During the oathtaking of Congresswoman Emmarie M. Ouano-Dizon paid tribute to her late grandfather, former Mandaue City Mayor Alfredo "Pedong" Ouano, and father Thadeo "Teddy" Ouano. more than 500 public figures witnessed the oathtaking, which was headed by Presidential Legislative Liaison Office Secretary Adelino Sitoy, One Cebu Leaders led by Cebu Governor Gwen Garcia, and incoming Mandaue City Mayor Jonas Cortes, Cordova Mayor Teche Sitoy-Cho and Consolacion Mayor Joannes Alegado.
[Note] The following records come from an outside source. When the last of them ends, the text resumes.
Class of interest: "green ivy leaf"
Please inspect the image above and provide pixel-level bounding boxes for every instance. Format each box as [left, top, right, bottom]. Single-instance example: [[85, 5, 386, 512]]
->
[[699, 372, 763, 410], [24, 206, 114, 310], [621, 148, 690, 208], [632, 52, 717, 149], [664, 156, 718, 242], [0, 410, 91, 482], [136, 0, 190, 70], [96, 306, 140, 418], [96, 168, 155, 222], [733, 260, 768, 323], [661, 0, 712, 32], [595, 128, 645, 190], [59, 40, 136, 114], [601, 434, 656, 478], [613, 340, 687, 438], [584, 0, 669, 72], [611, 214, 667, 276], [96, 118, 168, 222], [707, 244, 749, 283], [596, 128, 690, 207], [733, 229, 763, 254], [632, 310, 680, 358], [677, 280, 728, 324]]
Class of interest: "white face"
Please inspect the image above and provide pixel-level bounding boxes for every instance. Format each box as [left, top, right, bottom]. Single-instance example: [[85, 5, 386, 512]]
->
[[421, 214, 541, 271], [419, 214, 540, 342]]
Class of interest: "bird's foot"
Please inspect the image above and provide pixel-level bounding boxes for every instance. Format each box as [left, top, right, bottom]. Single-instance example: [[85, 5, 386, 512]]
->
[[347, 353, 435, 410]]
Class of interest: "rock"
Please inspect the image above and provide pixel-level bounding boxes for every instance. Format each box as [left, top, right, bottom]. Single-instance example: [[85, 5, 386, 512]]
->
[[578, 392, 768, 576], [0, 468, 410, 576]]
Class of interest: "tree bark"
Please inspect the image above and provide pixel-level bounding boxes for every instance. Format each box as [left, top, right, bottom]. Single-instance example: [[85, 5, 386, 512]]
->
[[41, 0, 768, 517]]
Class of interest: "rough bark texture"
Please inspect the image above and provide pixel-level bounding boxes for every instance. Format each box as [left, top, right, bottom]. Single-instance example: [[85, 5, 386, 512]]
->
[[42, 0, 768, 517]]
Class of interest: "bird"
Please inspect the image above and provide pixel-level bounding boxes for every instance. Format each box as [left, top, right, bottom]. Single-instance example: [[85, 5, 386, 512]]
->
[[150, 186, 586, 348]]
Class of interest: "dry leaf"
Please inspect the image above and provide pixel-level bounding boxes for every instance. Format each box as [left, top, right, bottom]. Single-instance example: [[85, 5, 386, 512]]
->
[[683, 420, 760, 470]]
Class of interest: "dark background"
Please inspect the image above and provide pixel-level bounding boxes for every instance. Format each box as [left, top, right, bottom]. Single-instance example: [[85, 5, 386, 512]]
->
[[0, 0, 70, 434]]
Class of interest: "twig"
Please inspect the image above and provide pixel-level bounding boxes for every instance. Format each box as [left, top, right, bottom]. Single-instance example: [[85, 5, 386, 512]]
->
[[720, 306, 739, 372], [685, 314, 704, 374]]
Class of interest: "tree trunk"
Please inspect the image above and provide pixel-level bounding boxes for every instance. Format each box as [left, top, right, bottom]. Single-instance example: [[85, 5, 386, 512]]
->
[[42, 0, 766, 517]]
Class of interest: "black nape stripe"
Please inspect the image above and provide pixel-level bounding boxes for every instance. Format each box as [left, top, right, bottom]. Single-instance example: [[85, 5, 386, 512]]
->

Dizon is Lakas–CMD regional chairperson.

In 2022, Mandaue separated from Cebu's sixth district and became its own congressional district.

====Controversies====
In September 2024, radio broadcaster, Edward Dela Cerna Ligas filed with the Ombudsman Visayas multiple cases of plunder, graft, corruption, falsification of public documents, and 9 counts of SALN falsification against Dizon and her husband, PDP-Laban Cebu Provincial President Nixon "Jojo" Dizon.

== Personal life ==
Lolypop Ouano-Dizon is married to PDP-Laban Cebu Provincial President Nixon "Jojo" Dizon, and the mother of young professionals Joshua and Maica. Ouano-Dizon prefers to use a hyphenated surname consisting of both her maiden surname "Ouano" and her husband's surname "Dizon". She has expressed disappointment in her early political career when she is referred to as "Councilor Dizon" or "Mrs. Dizon" in all functions, communications, documents and records of the city. She wants to honor her father and other Ouano descendants by using a hyphenated name.